Woman Across the River | |
Type: | studio |
Artist: | Freddie King |
Cover: | Woman Across the River.jpg |
Recorded: | 1973 |
Genre: | Blues, Texas blues |
Length: | 39:04 |
Label: | Shelter[1] |
Producer: | Leon Russell |
Prev Title: | Texas Cannonball |
Prev Year: | 1972 |
Next Title: | Burglar |
Next Year: | 1974 |
Woman Across the River is an album by the American blues musician Freddie King, released in 1973.[2] It was the last of three albums King made for Shelter Records.[3] King's three Shelter albums were re-released as a collection titled King of the Blues.[4]
The album peaked at No. 158 on the Billboard 200.[5]
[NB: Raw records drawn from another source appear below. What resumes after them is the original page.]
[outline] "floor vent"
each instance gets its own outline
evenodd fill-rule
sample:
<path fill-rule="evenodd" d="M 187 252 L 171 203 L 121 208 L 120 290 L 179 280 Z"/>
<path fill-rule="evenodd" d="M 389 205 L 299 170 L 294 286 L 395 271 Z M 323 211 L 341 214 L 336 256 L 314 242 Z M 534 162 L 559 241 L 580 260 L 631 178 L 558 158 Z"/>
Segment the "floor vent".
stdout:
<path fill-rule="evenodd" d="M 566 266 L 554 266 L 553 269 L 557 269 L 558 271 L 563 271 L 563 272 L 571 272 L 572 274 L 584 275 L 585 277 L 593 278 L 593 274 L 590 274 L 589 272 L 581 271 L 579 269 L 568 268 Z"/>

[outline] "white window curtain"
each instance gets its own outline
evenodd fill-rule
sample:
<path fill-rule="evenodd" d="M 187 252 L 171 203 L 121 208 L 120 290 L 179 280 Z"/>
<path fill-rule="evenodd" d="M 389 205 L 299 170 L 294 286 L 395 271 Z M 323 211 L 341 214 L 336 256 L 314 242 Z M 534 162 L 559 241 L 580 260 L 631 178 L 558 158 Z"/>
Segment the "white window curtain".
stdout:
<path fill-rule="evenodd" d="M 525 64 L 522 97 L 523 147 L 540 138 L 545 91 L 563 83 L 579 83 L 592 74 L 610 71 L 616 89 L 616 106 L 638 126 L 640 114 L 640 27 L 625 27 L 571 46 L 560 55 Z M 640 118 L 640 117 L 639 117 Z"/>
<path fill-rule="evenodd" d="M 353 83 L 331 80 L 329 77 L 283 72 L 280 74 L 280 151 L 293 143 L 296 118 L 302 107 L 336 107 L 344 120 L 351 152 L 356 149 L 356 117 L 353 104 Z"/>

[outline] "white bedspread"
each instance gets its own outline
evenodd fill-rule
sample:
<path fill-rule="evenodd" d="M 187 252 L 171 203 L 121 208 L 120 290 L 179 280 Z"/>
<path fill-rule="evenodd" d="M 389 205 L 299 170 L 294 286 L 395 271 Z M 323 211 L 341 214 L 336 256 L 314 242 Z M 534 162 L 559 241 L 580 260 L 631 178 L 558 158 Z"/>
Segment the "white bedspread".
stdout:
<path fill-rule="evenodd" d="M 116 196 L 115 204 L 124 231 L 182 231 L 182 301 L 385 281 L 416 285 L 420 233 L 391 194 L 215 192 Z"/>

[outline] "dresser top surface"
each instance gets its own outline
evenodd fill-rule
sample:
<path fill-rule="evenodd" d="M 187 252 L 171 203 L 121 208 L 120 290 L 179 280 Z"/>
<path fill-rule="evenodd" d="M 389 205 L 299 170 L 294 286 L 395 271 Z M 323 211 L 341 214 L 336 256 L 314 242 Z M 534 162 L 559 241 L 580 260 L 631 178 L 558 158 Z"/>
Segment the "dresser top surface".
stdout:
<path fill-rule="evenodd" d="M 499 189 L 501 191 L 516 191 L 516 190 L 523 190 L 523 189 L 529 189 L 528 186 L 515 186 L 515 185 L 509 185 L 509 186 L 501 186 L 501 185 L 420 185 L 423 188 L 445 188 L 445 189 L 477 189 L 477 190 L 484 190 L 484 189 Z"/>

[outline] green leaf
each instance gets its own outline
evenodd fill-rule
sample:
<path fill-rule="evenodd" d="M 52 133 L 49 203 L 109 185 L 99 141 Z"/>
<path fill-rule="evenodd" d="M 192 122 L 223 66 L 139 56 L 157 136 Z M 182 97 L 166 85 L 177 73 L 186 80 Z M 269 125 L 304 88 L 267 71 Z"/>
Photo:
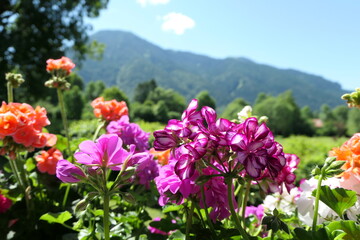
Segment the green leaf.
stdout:
<path fill-rule="evenodd" d="M 25 169 L 28 172 L 31 172 L 32 170 L 34 170 L 34 168 L 36 167 L 36 165 L 34 164 L 34 161 L 32 158 L 28 158 L 25 162 Z"/>
<path fill-rule="evenodd" d="M 177 230 L 169 236 L 169 240 L 185 240 L 185 234 Z"/>
<path fill-rule="evenodd" d="M 168 212 L 176 212 L 176 211 L 179 211 L 181 209 L 183 209 L 184 206 L 183 205 L 170 205 L 170 206 L 167 206 L 165 207 L 162 212 L 163 213 L 168 213 Z"/>
<path fill-rule="evenodd" d="M 333 240 L 360 239 L 360 226 L 355 221 L 336 221 L 326 226 L 326 230 Z"/>
<path fill-rule="evenodd" d="M 179 225 L 173 223 L 170 219 L 161 219 L 160 221 L 151 222 L 149 225 L 164 232 L 179 229 Z"/>
<path fill-rule="evenodd" d="M 320 200 L 334 210 L 339 217 L 343 217 L 345 211 L 354 206 L 357 201 L 356 192 L 344 188 L 331 189 L 329 186 L 321 186 Z M 316 191 L 312 192 L 316 196 Z"/>
<path fill-rule="evenodd" d="M 296 239 L 299 240 L 330 240 L 325 228 L 320 228 L 316 232 L 312 230 L 306 231 L 303 228 L 295 228 Z"/>
<path fill-rule="evenodd" d="M 59 213 L 45 213 L 40 217 L 40 220 L 47 221 L 48 223 L 59 223 L 63 224 L 67 220 L 71 219 L 71 213 L 68 211 Z"/>

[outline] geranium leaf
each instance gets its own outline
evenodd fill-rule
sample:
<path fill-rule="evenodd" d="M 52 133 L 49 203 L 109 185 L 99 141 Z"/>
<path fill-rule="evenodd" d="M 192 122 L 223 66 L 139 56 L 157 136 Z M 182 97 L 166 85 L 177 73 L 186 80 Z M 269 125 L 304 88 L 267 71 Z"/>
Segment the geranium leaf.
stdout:
<path fill-rule="evenodd" d="M 360 239 L 360 226 L 354 221 L 336 221 L 326 226 L 326 230 L 334 240 Z"/>
<path fill-rule="evenodd" d="M 40 220 L 47 221 L 48 223 L 59 223 L 63 224 L 67 220 L 71 219 L 71 213 L 68 211 L 59 213 L 45 213 L 40 217 Z"/>
<path fill-rule="evenodd" d="M 313 196 L 316 196 L 316 191 L 317 190 L 313 191 Z M 351 190 L 346 190 L 344 188 L 331 189 L 329 186 L 321 186 L 320 200 L 342 218 L 344 212 L 354 206 L 357 197 L 356 192 Z"/>

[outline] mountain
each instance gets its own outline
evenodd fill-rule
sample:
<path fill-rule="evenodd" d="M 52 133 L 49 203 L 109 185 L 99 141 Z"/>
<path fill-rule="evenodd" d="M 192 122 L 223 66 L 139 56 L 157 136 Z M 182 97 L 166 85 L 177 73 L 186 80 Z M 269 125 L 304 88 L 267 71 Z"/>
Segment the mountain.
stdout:
<path fill-rule="evenodd" d="M 101 31 L 91 36 L 105 44 L 101 61 L 86 60 L 78 72 L 85 82 L 103 80 L 132 96 L 138 83 L 156 80 L 188 100 L 208 90 L 219 109 L 238 97 L 253 103 L 258 93 L 278 95 L 292 90 L 300 106 L 319 109 L 343 104 L 338 83 L 292 69 L 258 64 L 246 58 L 215 59 L 190 52 L 162 49 L 124 31 Z"/>

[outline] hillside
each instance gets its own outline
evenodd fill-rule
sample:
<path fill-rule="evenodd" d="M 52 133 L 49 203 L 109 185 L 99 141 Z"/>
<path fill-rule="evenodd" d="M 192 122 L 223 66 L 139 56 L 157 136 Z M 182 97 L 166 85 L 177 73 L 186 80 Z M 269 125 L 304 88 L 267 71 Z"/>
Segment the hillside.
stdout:
<path fill-rule="evenodd" d="M 79 74 L 85 82 L 103 80 L 130 97 L 140 82 L 156 79 L 187 99 L 208 90 L 223 108 L 237 97 L 253 102 L 259 92 L 277 95 L 288 89 L 300 106 L 319 109 L 343 104 L 338 83 L 292 69 L 278 69 L 245 58 L 215 59 L 189 52 L 162 49 L 123 31 L 101 31 L 92 39 L 105 44 L 101 61 L 86 60 Z"/>

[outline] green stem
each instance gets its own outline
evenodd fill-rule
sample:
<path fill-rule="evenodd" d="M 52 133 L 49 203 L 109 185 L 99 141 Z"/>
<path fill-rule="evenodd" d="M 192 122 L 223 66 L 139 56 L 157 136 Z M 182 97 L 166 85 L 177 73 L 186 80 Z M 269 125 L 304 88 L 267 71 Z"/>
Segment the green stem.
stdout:
<path fill-rule="evenodd" d="M 65 136 L 66 136 L 66 140 L 67 140 L 66 141 L 67 151 L 68 151 L 69 157 L 71 157 L 70 162 L 73 162 L 73 156 L 71 154 L 71 149 L 70 149 L 70 137 L 69 137 L 68 124 L 67 124 L 67 116 L 66 116 L 66 109 L 65 109 L 65 103 L 64 103 L 64 96 L 63 96 L 63 92 L 62 92 L 62 90 L 60 88 L 57 89 L 57 94 L 58 94 L 58 99 L 59 99 L 61 118 L 62 118 L 62 122 L 63 122 L 63 125 L 64 125 Z"/>
<path fill-rule="evenodd" d="M 321 182 L 323 179 L 323 173 L 324 173 L 324 167 L 321 169 L 321 174 L 319 176 L 317 188 L 316 188 L 316 196 L 315 196 L 315 207 L 314 207 L 314 218 L 313 218 L 313 224 L 312 224 L 312 230 L 313 232 L 316 231 L 316 225 L 317 225 L 317 219 L 318 219 L 318 212 L 319 212 L 319 201 L 320 201 L 320 188 L 321 188 Z"/>
<path fill-rule="evenodd" d="M 206 220 L 207 220 L 207 223 L 208 223 L 208 225 L 209 225 L 209 228 L 210 228 L 210 230 L 211 230 L 211 232 L 212 232 L 213 234 L 216 234 L 216 233 L 215 233 L 214 225 L 213 225 L 213 223 L 211 222 L 211 219 L 210 219 L 210 216 L 209 216 L 208 207 L 207 207 L 207 205 L 206 205 L 204 186 L 202 186 L 202 188 L 201 188 L 201 197 L 202 197 L 202 201 L 203 201 L 203 205 L 204 205 L 204 210 L 205 210 L 205 215 L 206 215 Z M 215 235 L 215 237 L 216 237 L 216 235 Z"/>
<path fill-rule="evenodd" d="M 96 128 L 96 131 L 95 131 L 94 136 L 93 136 L 93 141 L 96 140 L 96 138 L 99 135 L 100 130 L 104 127 L 104 125 L 105 125 L 105 121 L 101 121 L 99 126 Z"/>
<path fill-rule="evenodd" d="M 243 229 L 243 227 L 241 226 L 241 222 L 238 218 L 238 215 L 235 212 L 235 208 L 234 208 L 234 203 L 233 203 L 233 198 L 232 198 L 232 178 L 227 178 L 226 179 L 226 183 L 228 186 L 228 202 L 229 202 L 229 207 L 230 207 L 230 212 L 231 212 L 231 216 L 235 222 L 235 226 L 238 229 L 238 231 L 240 232 L 240 234 L 242 235 L 243 239 L 245 240 L 249 240 L 249 236 L 247 235 L 246 231 Z"/>
<path fill-rule="evenodd" d="M 67 186 L 66 186 L 64 198 L 63 198 L 63 201 L 62 201 L 62 207 L 63 208 L 65 208 L 65 206 L 66 206 L 66 202 L 67 202 L 67 199 L 68 199 L 68 196 L 69 196 L 69 192 L 70 192 L 70 184 L 68 183 Z"/>
<path fill-rule="evenodd" d="M 240 189 L 238 191 L 235 191 L 235 197 L 238 196 L 237 198 L 237 202 L 238 202 L 238 208 L 236 209 L 236 212 L 239 214 L 240 212 L 240 206 L 242 206 L 242 197 L 243 197 L 243 194 L 244 194 L 244 184 L 240 184 Z"/>
<path fill-rule="evenodd" d="M 245 211 L 246 211 L 247 201 L 248 201 L 248 198 L 249 198 L 250 187 L 251 187 L 251 180 L 248 180 L 246 182 L 246 189 L 245 189 L 244 198 L 243 198 L 242 205 L 241 205 L 241 219 L 243 221 L 243 225 L 244 225 L 245 230 L 246 230 Z"/>
<path fill-rule="evenodd" d="M 106 191 L 104 193 L 104 237 L 105 240 L 110 239 L 110 221 L 109 221 L 109 202 L 110 202 L 110 194 Z"/>
<path fill-rule="evenodd" d="M 190 239 L 189 234 L 190 234 L 190 228 L 192 225 L 192 216 L 194 214 L 194 207 L 195 207 L 195 204 L 192 201 L 190 201 L 190 204 L 191 204 L 190 212 L 188 212 L 186 219 L 186 237 L 185 237 L 186 240 Z"/>
<path fill-rule="evenodd" d="M 13 102 L 14 101 L 13 87 L 10 82 L 7 83 L 7 94 L 8 94 L 8 103 Z"/>

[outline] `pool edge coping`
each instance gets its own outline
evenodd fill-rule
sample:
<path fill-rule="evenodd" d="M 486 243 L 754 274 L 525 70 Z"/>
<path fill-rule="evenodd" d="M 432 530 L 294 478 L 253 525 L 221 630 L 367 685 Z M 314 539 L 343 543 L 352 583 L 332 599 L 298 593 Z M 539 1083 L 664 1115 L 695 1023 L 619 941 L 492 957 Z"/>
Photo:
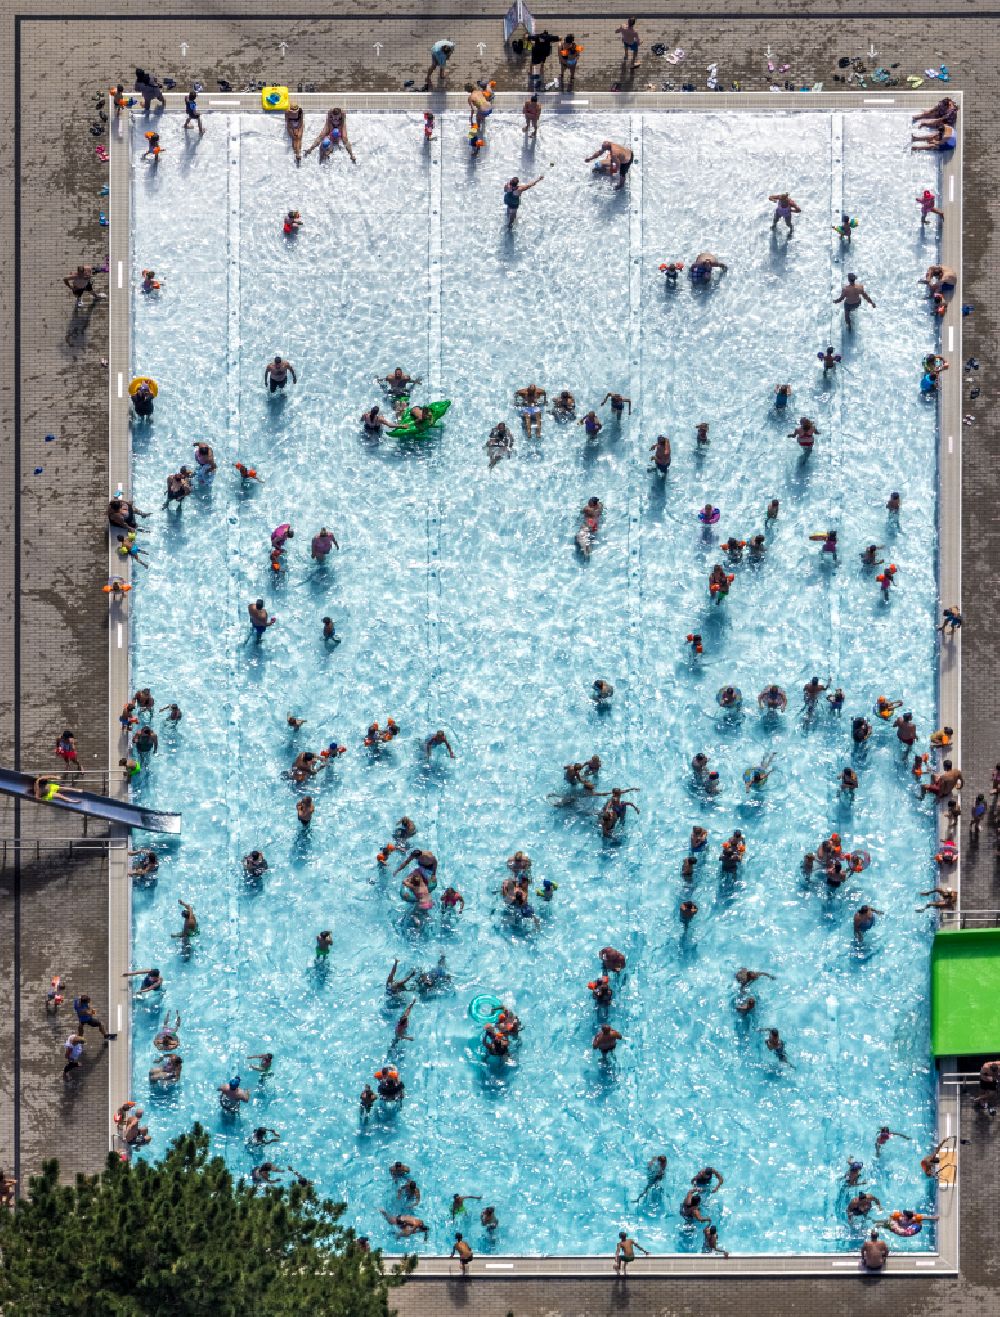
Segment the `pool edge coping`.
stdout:
<path fill-rule="evenodd" d="M 435 111 L 463 110 L 466 106 L 465 93 L 431 92 L 311 92 L 295 93 L 295 99 L 307 112 L 319 112 L 325 109 L 336 94 L 337 99 L 348 111 L 391 111 L 401 113 L 408 109 L 414 114 L 421 114 L 424 108 Z M 938 259 L 943 265 L 952 266 L 958 273 L 954 295 L 949 303 L 947 314 L 940 324 L 942 355 L 948 349 L 950 369 L 941 377 L 938 391 L 938 458 L 937 458 L 937 516 L 938 516 L 938 554 L 937 583 L 939 604 L 945 599 L 955 600 L 961 605 L 961 545 L 962 545 L 962 304 L 963 304 L 963 270 L 962 270 L 962 218 L 963 218 L 963 175 L 962 158 L 964 150 L 964 95 L 961 91 L 949 93 L 959 105 L 958 145 L 950 158 L 941 162 L 941 181 L 943 192 L 938 204 L 945 211 L 946 219 L 940 229 L 940 249 Z M 499 92 L 495 95 L 498 108 L 516 110 L 523 102 L 525 92 Z M 209 109 L 224 109 L 241 114 L 259 113 L 278 117 L 274 111 L 265 111 L 261 104 L 259 92 L 202 93 L 202 104 Z M 705 113 L 713 109 L 720 111 L 761 111 L 774 113 L 808 113 L 810 110 L 839 111 L 845 109 L 867 109 L 902 103 L 918 107 L 928 99 L 919 92 L 892 89 L 869 95 L 865 92 L 580 92 L 572 97 L 562 96 L 557 92 L 541 93 L 543 106 L 557 113 L 565 114 L 583 109 L 587 110 L 666 110 L 679 112 Z M 167 92 L 165 102 L 168 111 L 181 111 L 184 108 L 184 94 Z M 131 154 L 129 112 L 116 116 L 113 99 L 108 97 L 108 113 L 111 120 L 109 132 L 109 258 L 108 258 L 108 484 L 110 498 L 118 483 L 116 472 L 120 472 L 121 483 L 128 494 L 131 490 L 132 448 L 129 408 L 124 384 L 128 379 L 131 361 Z M 279 112 L 280 114 L 280 112 Z M 155 119 L 153 120 L 155 122 Z M 948 220 L 951 222 L 947 222 Z M 108 542 L 108 576 L 126 575 L 131 582 L 131 563 L 125 570 L 118 561 L 109 536 Z M 110 624 L 108 628 L 108 763 L 117 762 L 123 745 L 121 726 L 118 715 L 129 698 L 130 685 L 130 627 L 128 623 L 127 601 L 114 602 L 109 596 Z M 117 625 L 116 625 L 117 624 Z M 960 763 L 961 751 L 961 631 L 945 642 L 943 633 L 938 646 L 938 717 L 942 726 L 950 725 L 955 729 L 953 756 Z M 127 798 L 127 786 L 122 782 L 116 792 L 120 799 Z M 128 829 L 114 827 L 112 835 L 128 836 Z M 131 990 L 129 980 L 122 978 L 123 971 L 131 968 L 130 952 L 132 937 L 132 901 L 131 883 L 128 879 L 128 858 L 125 848 L 110 850 L 108 856 L 108 1002 L 109 1015 L 118 1021 L 118 1041 L 120 1046 L 110 1050 L 108 1066 L 108 1141 L 109 1150 L 118 1148 L 117 1126 L 113 1114 L 121 1103 L 130 1097 L 131 1092 Z M 961 909 L 961 864 L 956 866 L 955 882 L 959 891 L 959 910 Z M 928 985 L 930 976 L 930 943 L 927 950 Z M 929 991 L 929 987 L 928 987 Z M 930 1039 L 928 1038 L 928 1049 Z M 933 1055 L 930 1056 L 934 1064 Z M 936 1232 L 937 1250 L 928 1253 L 893 1254 L 890 1268 L 879 1273 L 889 1279 L 904 1277 L 954 1276 L 959 1274 L 960 1263 L 960 1194 L 959 1194 L 959 1144 L 960 1135 L 960 1089 L 945 1093 L 942 1078 L 955 1069 L 954 1060 L 939 1058 L 937 1066 L 937 1128 L 938 1138 L 955 1135 L 956 1173 L 954 1184 L 948 1192 L 947 1212 L 942 1212 L 941 1187 L 938 1189 L 937 1210 L 942 1219 Z M 954 1104 L 954 1110 L 951 1108 Z M 954 1119 L 954 1130 L 952 1120 Z M 387 1262 L 398 1261 L 401 1255 L 384 1255 Z M 831 1277 L 838 1272 L 845 1276 L 854 1276 L 858 1268 L 854 1264 L 854 1253 L 822 1254 L 740 1254 L 730 1259 L 721 1259 L 706 1254 L 663 1254 L 646 1259 L 637 1259 L 631 1264 L 630 1275 L 633 1279 L 654 1279 L 668 1276 L 725 1276 L 725 1277 Z M 608 1275 L 608 1258 L 606 1255 L 553 1255 L 551 1257 L 526 1257 L 516 1254 L 496 1255 L 490 1260 L 477 1258 L 479 1264 L 473 1274 L 480 1279 L 494 1278 L 503 1280 L 518 1279 L 570 1279 L 574 1277 L 596 1278 Z M 782 1265 L 787 1263 L 788 1265 Z M 666 1265 L 664 1265 L 666 1264 Z M 474 1264 L 475 1265 L 475 1264 Z M 450 1258 L 437 1255 L 420 1255 L 417 1270 L 412 1279 L 440 1280 L 454 1277 L 457 1264 Z"/>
Like King's first two Shelter albums, Woman Across the River was produced by label head Leon Russell.[2] King was backed by many session musicians, including Carl Radle on bass and Jim Keltner on drums.[6] The album was mixed at Ardent Studios, in Memphis, Tennessee.[7] King covered two Willie Dixon songs, "Hoochie Coochie Man" and "I'm Ready".[8]
The Gazette called the album "painfully mechanical, with little or no personal involvement."
Texas Monthly called the album "more than competent," but thought that it made "a few too many concessions to the rock sound."[9] AllMusic noted the "perhaps heavier rock elements," writing that "King's last Shelter album was his most elaborately produced, with occasional string arrangements and female backups vocals." The Penguin Guide to Blues Recordings opined that it "reflects the awkward phase blues was going through in the early '70s."[10] The Commercial Appeal praised the "exquisite Russell ballad" "Help Me Through the Day".[7]